Since its inception, Transition Woodbridge has grown to become a hub for environmental and social activism in the town, running a range of initiatives and events to engage the community in sustainable living practices. “We work on a variety of projects,” says Jane. “We encourage care of our town with our ‘5 Minute Litter picks’, larger litter picking events and an annual River Clean with the Sea Scouts. Our Repair Café helps to reduce waste and save money. We also encourage everyone to make a space for wildlife with our Wildlife Corridors Project.”
Sustainability: eat local
Recently, the organisation has begun to plant fruit trees around Woodbridge and neighbouring Melton that benefit insects and birds. “The idea is that the community can benefit from the fruit produced by the trees,” says Jane. “We have 100 trees across Melton and Woodbridge now, which will reach full maturity in around 50 years. It will also provide free, fresh fruit close to our homes.”
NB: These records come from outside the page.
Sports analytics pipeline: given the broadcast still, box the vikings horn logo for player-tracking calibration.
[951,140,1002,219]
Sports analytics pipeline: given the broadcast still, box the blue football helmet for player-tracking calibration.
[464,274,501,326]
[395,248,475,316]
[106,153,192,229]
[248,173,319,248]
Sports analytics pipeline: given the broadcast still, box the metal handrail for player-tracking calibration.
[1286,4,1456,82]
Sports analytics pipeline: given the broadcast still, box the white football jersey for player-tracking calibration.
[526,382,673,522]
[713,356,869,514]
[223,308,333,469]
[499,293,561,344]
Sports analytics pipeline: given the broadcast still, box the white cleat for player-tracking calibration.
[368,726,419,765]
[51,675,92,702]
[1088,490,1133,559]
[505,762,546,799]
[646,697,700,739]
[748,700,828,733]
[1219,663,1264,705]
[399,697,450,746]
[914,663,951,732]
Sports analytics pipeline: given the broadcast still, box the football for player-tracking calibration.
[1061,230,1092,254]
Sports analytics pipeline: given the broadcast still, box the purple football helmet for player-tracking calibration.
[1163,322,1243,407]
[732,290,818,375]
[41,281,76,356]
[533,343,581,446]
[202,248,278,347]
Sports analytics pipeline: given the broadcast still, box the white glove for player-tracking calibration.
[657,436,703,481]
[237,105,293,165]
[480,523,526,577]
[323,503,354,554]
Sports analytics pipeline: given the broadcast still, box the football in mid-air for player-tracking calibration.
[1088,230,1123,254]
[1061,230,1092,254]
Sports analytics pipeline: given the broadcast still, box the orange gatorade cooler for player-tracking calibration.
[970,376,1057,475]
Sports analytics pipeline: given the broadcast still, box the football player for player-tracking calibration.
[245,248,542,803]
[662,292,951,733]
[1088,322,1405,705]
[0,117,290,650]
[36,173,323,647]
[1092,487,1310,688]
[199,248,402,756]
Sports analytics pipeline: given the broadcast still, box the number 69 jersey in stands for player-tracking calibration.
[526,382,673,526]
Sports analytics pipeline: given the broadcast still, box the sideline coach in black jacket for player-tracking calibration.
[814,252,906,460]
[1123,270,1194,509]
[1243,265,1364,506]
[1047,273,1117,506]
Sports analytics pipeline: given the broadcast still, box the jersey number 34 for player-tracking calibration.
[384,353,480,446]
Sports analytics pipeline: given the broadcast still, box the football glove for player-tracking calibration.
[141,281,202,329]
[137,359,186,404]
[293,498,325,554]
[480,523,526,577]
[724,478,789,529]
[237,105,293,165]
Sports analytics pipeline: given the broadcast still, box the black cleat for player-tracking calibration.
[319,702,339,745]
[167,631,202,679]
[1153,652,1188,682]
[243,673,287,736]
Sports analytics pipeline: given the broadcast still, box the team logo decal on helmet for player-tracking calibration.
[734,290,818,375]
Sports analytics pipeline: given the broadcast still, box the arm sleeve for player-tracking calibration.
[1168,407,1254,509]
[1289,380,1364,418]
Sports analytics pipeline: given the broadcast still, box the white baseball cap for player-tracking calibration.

In 2014 Transition Woodbridge was approached about picking fruit from a local smallholding which would otherwise have rotted and gone to waste. Every year since, volunteers have gone to help. “We reduce food waste with our harvesting of surplus fruit which we pass on to Lunch Clubs and Food Banks,” says Jane. In 2022, they picked over 100 boxes of fruit that were then distributed to local lunch clubs and charities.
Another of the organisation’s initiatives has been a successful collaboration with Woodbridge W.I. and Woodbridge in Bloom to create the Woodbridge Library Edible Garden Project in 2015. Between them, they transformed the area outside the library into a garden of fruit, vegetables, herbs and edible flowers for people to pick to eat when they visit the library.
Support for local jobs
More recently, Transition Woodbridge has begun to promote local food production. “In 2021, we developed our Local Food Project to promote food and drink producers within 21 miles of Woodbridge,” Jane explains. “If you buy food produced locally, you support the farmers, growers and processors and this gives a boost to the local economy and jobs.” Jane points out the advantages for consumers: “The food you buy will be fresher, healthier, seasonal, will have travelled a shorter distance and need less packaging. It also helps to ensure the security of our food supply which is vital in a time of political instability and disrupted weather patterns.”
The organisation’s aim is to create a positive vision for the future, rather than simply protesting against the negative impacts of the present. Transition Woodbridge epitomises what Earth Day is about and is a shining example of how local communities can come together to create positive change in the face of global challenges. By promoting sustainability, resilience, and community building, they are helping to create a better future for both the town and the planet as a whole.